Human Flower Project
Flowers of Antarctica—All Two of Them
Only two flowering plants have been able to survive on the iciest continent—but global warming may bring them company.
Antarctic Hairgrass (taken in Chile)
Photo: Universite Joseph Fourier
We’ve claimed to study “flower customs on seven continents” and today stand, shivering, by our word. Welcome to the tiny flowering plant kingdom of Antarctica.

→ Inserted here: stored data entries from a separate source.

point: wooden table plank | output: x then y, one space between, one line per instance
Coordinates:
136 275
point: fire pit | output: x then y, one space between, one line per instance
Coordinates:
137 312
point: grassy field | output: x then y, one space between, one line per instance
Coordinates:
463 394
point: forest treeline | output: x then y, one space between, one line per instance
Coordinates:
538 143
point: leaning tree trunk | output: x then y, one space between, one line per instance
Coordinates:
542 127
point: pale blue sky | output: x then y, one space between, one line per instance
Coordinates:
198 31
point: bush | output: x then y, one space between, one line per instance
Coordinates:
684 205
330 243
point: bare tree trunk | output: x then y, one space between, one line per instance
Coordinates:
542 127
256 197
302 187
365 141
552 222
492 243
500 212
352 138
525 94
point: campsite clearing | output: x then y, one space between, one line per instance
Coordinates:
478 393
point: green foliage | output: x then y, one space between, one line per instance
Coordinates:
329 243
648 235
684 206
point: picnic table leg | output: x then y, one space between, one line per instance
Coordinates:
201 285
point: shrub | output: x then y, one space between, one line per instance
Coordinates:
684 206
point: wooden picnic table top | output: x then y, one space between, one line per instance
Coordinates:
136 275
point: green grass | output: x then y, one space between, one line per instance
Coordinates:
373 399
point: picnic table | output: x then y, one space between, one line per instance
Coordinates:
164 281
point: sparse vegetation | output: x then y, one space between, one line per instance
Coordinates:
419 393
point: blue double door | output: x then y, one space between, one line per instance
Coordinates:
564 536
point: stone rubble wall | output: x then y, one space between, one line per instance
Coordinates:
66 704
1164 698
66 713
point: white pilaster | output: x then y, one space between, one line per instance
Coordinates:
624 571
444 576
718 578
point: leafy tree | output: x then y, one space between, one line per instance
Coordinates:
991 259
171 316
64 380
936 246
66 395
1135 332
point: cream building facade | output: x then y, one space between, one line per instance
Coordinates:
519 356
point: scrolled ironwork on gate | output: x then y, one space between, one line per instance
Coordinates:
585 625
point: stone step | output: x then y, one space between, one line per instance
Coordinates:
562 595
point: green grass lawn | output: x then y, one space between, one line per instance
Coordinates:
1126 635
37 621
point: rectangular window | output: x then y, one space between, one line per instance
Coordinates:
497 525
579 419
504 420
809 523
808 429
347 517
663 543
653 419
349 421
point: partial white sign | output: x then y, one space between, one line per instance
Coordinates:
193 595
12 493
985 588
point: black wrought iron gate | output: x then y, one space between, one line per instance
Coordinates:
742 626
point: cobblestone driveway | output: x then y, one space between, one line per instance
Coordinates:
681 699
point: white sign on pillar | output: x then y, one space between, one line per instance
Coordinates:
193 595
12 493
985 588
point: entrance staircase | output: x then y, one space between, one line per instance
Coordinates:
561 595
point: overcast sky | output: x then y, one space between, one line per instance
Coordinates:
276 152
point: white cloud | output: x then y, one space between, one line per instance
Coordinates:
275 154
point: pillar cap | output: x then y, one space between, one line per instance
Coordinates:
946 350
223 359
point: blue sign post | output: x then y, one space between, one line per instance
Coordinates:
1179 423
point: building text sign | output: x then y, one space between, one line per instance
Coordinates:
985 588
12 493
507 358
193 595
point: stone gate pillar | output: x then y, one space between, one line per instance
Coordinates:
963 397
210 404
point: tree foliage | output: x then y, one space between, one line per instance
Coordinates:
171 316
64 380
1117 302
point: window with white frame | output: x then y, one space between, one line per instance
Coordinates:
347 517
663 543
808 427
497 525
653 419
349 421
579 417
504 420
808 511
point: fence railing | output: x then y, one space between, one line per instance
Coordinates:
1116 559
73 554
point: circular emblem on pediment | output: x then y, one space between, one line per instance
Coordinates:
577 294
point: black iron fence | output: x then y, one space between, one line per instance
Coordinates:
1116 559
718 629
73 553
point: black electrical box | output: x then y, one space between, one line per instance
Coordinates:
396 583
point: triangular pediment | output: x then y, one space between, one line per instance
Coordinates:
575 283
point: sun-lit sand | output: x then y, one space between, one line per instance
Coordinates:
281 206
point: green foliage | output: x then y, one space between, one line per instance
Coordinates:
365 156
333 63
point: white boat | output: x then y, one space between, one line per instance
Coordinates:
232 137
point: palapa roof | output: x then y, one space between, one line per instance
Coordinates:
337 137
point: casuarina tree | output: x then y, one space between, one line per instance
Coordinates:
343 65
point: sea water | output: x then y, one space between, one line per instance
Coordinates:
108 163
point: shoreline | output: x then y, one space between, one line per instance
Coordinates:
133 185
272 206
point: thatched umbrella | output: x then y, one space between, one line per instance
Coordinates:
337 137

99% of the continent is ice bound year round. Just a few islands, coastal slivers and patches of the Antarctic Peninsula can support any plant life at all, and because of the extreme cold and dry winds, most growing things are simple mosses and lichens. No trees, no shrubs. In fact, there are only two flowering plants on the whole continent: Antarctic hairgrass (Deschampsia antarctica) and pearlwort (Colobanthus quitensis). And neither one of them is exactly corsage material.
Researchers in hats and long underwear who have been examining the continent’s ecology see these two plant populations gradually growing, though. At the same time, Loose Tooth, an ice shelf on the east, is cracking away from the mainland. Que pasa?
Jim was amused to think of his work in the context of flowers… “since one of the most distinctive aspects of Antarctica is the complete absence of plants. The most plantlike things around (native to the area) are some dried seaweed along the shore and the occasional lichen. There is a small greenhouse at the station where we grow things like lettuce and cucumbers, cucumber flowers being the only flowers I saw during my stay.”
(Hey, Jim, that looks suspiciously like basil at right in your photo. Did your team include a pesto chef?)
Dr. Jim Behrens checking on his seaweed in the greenhouse
Amery Ice Shelf, Antarctica
Photo: Courtesy of Jim Behrens
Without realizing it, all of us, even the palest city-dwellers, are drenched with plantness. Except, perhaps, someone confined to an intensive care ward for many weeks, we never live apart from the green world. But Jim has. He describes heading back from the Antarctic:
“After several months of rocks and ice, I could smell Tasmania before I could see it as the week-long boat ride back north came to an end. When it first hit me it was the strongest, lustiest aroma I have ever experienced, but within minutes my olfactory sense had re-calibrated and the smell of vegetation slipped into the background once again.”